Первую картину он написал в 2012 году. Тогда псевдонима Пасмур Рачуйко ещё не существовало. Художник выставлялся под разными именами с разной национальной идентичностью. После участия в выставке под дагестанским псевдонимом Хамзат Мусаев для следующего проекта Вениамин решил использовать максимально славянское имя. Поиски привели к старому имени Пасмур — нетрудно догадаться, что оно означает «пасмурный», «хмурый». Для звучности и баланса художник добавил струящуюся фамилию Рачуйко. Случайно родившийся псевдоним прижился, а мы узнали о существовании красивого старославянского имени.  

Игра с национальной идентичностью была частью художественной практики. Почти все работы Пасмура — автопортреты. Даже если герой картины изображён со спины и в образе ОМОНовца, по неизменной кепке или шапке и странному спокойствию всё равно понимаешь, что это Пасмур. Кепка тоже автобиографическая — мало кто видел художника без головного убора.

Поиск самоидентификации как художественный метод продолжает поиск самоидентификации Пасмура как человека. До того как начать писать, Пасмур отучился в Санкт-Петербургском государственном институте культуры на лингвиста. Но лингвистом не стал, а стал ихтиопатологом на карантинной базе, где три года лечил рыб, заболевших при перевозке. Только потом он взялся за масло и кисти, ставшие его постоянным занятием.

На полотнах Пасмур предстаёт в двух основных и, казалось бы, противоборствующих образах — как полицейский и как любитель спортивных костюмов, живущий на окраине города.

На самом деле противостояния нет. Каждый на картинах Пасмура занят собой — никому нет дела до соседа. Мент Пасмур отстранённо держит под руку парня-со-двора-Пасмура. Ещё один мент Пасмур спокойно смотрит на парящего краснокожего мужчину с черепом вместо лица. Так, будто это всё обыденность, у нас такое каждый день происходит, чему же тут удивляться.

То же касается женщин в хиджабах — ещё одного повторяющегося от работы к работе символа. Они присутствуют в самых обычных местах — в метро, у типового мемориала Великой Ответственной войне, в квартире с коврами на стенах. Не делая ничего необычного, они всё же несут ощущение невысказанной тревоги.

В одном из интервью художник объяснял появление женщины в хиджабе на керамическом панно, выполненном надглазурной росписью для офиса агентства SKCG, «как символ внутреннего компромисса, на который приходится идти, решая работать в российском медиабизнесе». Художник трактует хиджаб как цензуру, как невозможность прямо и честно высказываться.   

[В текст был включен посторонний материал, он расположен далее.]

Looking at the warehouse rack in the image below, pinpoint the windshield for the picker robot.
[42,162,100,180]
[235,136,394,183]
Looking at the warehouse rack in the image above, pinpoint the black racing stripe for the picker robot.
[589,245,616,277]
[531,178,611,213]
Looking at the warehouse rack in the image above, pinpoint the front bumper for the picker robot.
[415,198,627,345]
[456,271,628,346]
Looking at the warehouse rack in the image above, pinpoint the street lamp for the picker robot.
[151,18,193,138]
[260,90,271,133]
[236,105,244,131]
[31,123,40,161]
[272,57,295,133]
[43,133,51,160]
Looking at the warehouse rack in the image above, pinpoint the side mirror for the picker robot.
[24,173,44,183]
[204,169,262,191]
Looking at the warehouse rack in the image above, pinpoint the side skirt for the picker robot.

Сказочные и тропические птицы, львы, обезьяны, переходы метро, расписанные под схемы храмовой росписи, ставший уже хрестоматийным кот в шапке-куполе переделывают типичные городские пейзажи в странную мифическую среду. Это новое пространство, наполненное потусторонней и в то же время очень родной, той самой русской тоской.

При этом Пасмур сознательно отказывается давать своим работам названия. Он считает, что название часто воспринимают как ключ, как разгадку к работе. Поэтому дать название работе означало бы для него лишить зрителя свободы интерпретации.  

Работы Пасмура — полный самоиронии китч в традициях В. Дубосарского, А. Виноградова и Пьера и Жиля, чьё влияние ощутимо в его картинах. Однако в отличие от этих дуэтов, работы Пасмура насквозь пропитаны ощущением уязвимости. Острое чувство угрозы и опасности буквально сочится из каждой картины. Сорокинской жути в них больше, чем разудалого абсурдизма Пьера и Жиля.   

Из этого чувства уязвимости родился ещё один проект Пасмура — «Дикий корм». Жизнь в Петербурге под влиянием экономических кризисов привела художника к размышлениям о том, как выжить в городе без денег и можно ли выжить, питаясь подножным кормом. Художник отправился в ближайший лес на поиски пищи, а потом ещё раз и ещё. «Игра в постапокалипсис» переросла в полноценный режим питания и художественный проект. Пасмур охотно делится своими находками, иногда выкладывает на своём youtube-канале рецепты.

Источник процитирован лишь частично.